Winnipeg’s oldest Jew dies at 106

Sophie Shinewald

When people of advanced age die, their funerals are often small, as many of them have outlived their closest friends. But that was not so for Sophie Shinewald.

Shinewald died on Aug. 28, at the age of 106. As the oldest member of Winnipeg’s Jewish community – a title she acquired in November, following the death of Dolly Winston at the age of 107 – Shinewald outlived almost all of her contemporaries. Nevertheless, her graveside funeral drew about 200 mourners. That is because Shinewald was very much involved in the community, almost to the end of her life.

The octogenarian was blessed with good health. Up until two years ago, she was still living on her own, in an apartment in a Jewish seniors centre in a neighbourhood in which she had lived for most of her life.

As Rabbi Kliel Rose noted in his eulogy, Shinewald was born in Winnipeg in 1913. He recounted that in the summers while she was growing up, she used to help her aunt and uncle on their farm.
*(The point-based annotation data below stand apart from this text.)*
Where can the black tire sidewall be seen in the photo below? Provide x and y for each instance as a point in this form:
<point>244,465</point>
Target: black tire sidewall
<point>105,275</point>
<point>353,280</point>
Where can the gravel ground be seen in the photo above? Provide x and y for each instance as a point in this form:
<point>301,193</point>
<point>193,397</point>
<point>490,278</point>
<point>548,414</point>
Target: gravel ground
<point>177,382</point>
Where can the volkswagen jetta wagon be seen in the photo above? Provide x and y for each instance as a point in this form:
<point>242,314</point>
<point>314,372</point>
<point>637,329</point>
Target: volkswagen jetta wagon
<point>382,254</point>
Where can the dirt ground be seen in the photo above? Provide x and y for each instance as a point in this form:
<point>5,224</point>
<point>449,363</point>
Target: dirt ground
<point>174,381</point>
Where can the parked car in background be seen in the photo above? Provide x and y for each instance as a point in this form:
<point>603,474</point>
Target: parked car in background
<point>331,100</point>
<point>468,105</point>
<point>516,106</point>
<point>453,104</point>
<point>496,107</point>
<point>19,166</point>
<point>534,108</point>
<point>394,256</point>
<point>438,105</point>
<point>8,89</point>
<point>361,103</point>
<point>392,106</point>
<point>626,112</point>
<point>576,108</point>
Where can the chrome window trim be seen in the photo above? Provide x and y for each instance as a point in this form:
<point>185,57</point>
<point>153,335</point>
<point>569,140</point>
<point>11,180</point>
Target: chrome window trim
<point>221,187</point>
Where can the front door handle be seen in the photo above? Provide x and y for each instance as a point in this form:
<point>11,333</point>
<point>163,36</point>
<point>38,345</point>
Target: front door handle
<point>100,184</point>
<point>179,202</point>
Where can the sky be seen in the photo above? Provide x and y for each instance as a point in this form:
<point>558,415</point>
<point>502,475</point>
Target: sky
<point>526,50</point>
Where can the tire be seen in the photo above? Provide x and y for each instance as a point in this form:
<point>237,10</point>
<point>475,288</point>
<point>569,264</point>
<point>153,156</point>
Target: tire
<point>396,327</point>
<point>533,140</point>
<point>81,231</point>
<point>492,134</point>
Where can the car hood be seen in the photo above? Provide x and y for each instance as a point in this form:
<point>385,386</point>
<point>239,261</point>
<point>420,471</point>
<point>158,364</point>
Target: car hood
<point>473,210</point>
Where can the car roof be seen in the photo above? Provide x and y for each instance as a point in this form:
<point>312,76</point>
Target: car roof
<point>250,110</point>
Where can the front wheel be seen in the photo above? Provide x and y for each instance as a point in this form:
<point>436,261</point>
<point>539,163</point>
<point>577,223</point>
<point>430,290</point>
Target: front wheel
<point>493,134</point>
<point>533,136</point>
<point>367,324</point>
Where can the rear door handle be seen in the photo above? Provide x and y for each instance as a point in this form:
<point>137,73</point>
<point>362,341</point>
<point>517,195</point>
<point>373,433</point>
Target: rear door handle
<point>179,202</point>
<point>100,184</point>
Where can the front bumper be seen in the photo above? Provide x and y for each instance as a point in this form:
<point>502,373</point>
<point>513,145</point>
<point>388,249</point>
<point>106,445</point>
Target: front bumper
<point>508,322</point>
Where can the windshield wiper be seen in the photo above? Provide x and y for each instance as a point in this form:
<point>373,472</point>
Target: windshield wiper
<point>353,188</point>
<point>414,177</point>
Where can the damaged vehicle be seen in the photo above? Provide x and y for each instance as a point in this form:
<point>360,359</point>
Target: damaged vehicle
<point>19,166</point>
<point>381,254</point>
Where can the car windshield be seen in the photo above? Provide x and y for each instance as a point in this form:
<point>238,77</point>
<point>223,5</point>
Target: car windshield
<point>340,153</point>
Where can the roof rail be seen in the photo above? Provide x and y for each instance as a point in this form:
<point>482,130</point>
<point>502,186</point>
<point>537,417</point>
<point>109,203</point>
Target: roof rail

She found her bashert – the late Hy Shinewald – fairly early in life. They wed in 1934 and were married for 50 years before he died. The union produced two children, six grandchildren (including CJN columnist Ben Shinewald) and 15 great-grandchildren.

She completed her teacher training and worked for a number of years as a substitute teacher. But it was in retirement that she really made her mark on the community. She was a longtime member and volunteer at the Gwen Secter Creative Living Centre in north Winnipeg. As recently as six weeks ago, she attended an early afternoon concert at the seniors centre.

She also regularly attended synagogue services at Congregation Etz Chayim and its predecessor, the Rosh Pina Synagogue, which is located next to her apartment.

At the seniors apartment block where she lived, she took it upon herself to organize movie nights for many years. Every week, she would walk to the local library and select a DVD to screen for residents and visitors.

She also enjoyed taking continuing education classes at the University of Winnipeg, which she attended into her late 80s.

Among the highlights of her life was being acknowledged by Queen Elizabeth for her many years of volunteering, and celebrating her 105th birthday party with her family.

In mid-August, Shinewald fell and broke her hip. While the doctors did surgery to replace the hip, she nonetheless died shortly thereafter.

Sophie Shinewald was much loved and respected in the community and her many friends say they will miss her.